| 6:46 pm on Jul 25, 2002 (gmt 0)|
I'm thinking about something like that Rich. It's a pretty intense routine though. I'll put it on the list and bookmark this thread.
| 6:52 pm on Jul 25, 2002 (gmt 0)|
+1 on this.
Or at least pull up all posts by someone when I plug his/her username into the site search.
| 6:57 pm on Jul 25, 2002 (gmt 0)|
that would be interesting
a secondary thought about site search, would it be possible to show a thread date (either last or first post) beside the search result? I usually look at the size to figure the number of posts but if you are looking for an answer on a subject that changes a lot it would be useful to know how old or new the thread was.
| 6:59 pm on Jul 25, 2002 (gmt 0)|
I agree that post date and user post would be very helpful if added to the site search.
| 5:11 am on Jul 26, 2002 (gmt 0)|
Site search engine is a hurting unit at the moment. Trying to figure out some new options (it's just so huge now and going to get worse).
| 5:39 am on Jul 26, 2002 (gmt 0)|
How is the data stored? Are you using flat files or a real database for the posts?
| 5:47 am on Jul 26, 2002 (gmt 0)|
if I remember correctly Brett does everything in flat files.
| 6:01 am on Jul 26, 2002 (gmt 0)|
Ok, can I request a translation of "flat files" please? I'm just not following what you mean.
| 6:06 am on Jul 26, 2002 (gmt 0)|
Yes I use flatfiles here. I've got a mysql option worked in, but it is much too slow for our load.
This is a flat file:
jatar_k¦¦no¦¦ip¦1027662426¦if I remember correctly Brett does everything in flat files.
mcguffin¦¦no¦¦ip¦1027663282¦Ok, can I request a translation of "flat files" please? I'm just not following what you mean.<ret>mcg
Flat file just means it is one record per line with the fields separated by a delimiter. Most often the pipe character or a comma.
| 6:08 am on Jul 26, 2002 (gmt 0)|
| 6:08 am on Jul 26, 2002 (gmt 0)|
Or did you mean for the site search Ggrot? I'd love to move that to sql, but there are very few quality sql search engines out there.
| 6:12 am on Jul 26, 2002 (gmt 0)|
Sorry. Flat files are generally a basic file that stores all the data. To find the data, one has to search the files. Databases are sophisticated peices of software which allow you to search faster and with more powerful options due to the way they are organized.
| 6:20 am on Jul 26, 2002 (gmt 0)|
mySql is actually slower than flat files? How are you doing the flat file search?! Also, are you doing a fulltext index on the fields that you are searching with?
| 6:49 am on Jul 26, 2002 (gmt 0)|
|Lets back up a minute and make sure we are on the same page. I was referring to flat files for the board here (messages). A forum data structure lends itself best to flat files. They will always be faster than a beefy SQL database.|
Why?
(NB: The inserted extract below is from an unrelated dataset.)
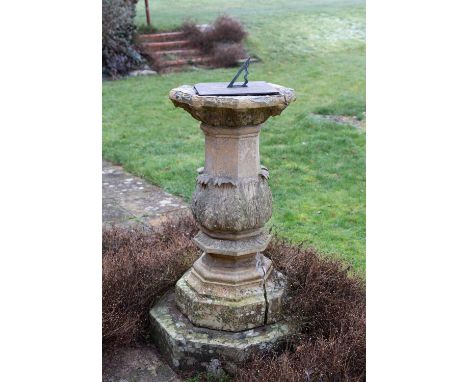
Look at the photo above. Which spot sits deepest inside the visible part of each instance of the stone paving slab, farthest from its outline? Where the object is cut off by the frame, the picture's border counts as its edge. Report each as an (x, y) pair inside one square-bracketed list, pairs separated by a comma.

It's the difference between know where your data is and having to search for your data. Look at the url to this thread. When we need this message, we know the forum (directory), and the file (post number). That allows us in one step to know instantly where this data is at. In turn, it passes it to the file system and we reap all the benefits of caching, and years of optimization.
When you go to a SQL engine, you are doing similar, but it is another layer of code. Not only does it have to figure out where the data is stored at via a index/key file, it has to then call the same file system routines to extract the data out of its own database. Then it has to reroll that data and deliver it to some application.
When you know where your data is at (which is half the battle), a flat file system will always be faster than a database - always.
Thats the qualifier though when know where your data is at.
Searching unknown or huge data sets, that's a whole different situation where dbs come into their own. When you don't know what or where the data you are trying to match is at, an optimized db with a key file or index file short circuts the search and is usually faster than a flat file.
That said, I've yet to see a real quality sql search engine written in Perl. They are very slow and require so much post processing that in the right environment, a good flat file se can still outperform sql (size being the drawback).
I've tried all the perl driven sql engines currently available ([url=http://www.searchtools.com]http://www.searchtools.com[/url]) and currently, there isn't anything that is faster than flat files on both my windows box and linux box when dbs are under 100meg.
Take FDSE for example - it has both a mysql and a flat file option with the flat file option being atleast 50% faster.
Anyway, that's part of the issues I'm facing here with the site search engine. I'm certainly looking for new options, but nothing that looks like "this is it". I've looked at swish and the other stand alones and they aren't what we want here - relevance is a big problem. Even wrote my own here, but the system load is just too huge.
Any recommendations? all ears..
| 7:06 am on Jul 26, 2002 (gmt 0)|
I could tell you the secret to handling large amounts of data in milliseconds but then I would have to kill you. :)
A mixture of databases and flat files. Use the PROs of both systems and avoid the CONs of both systems.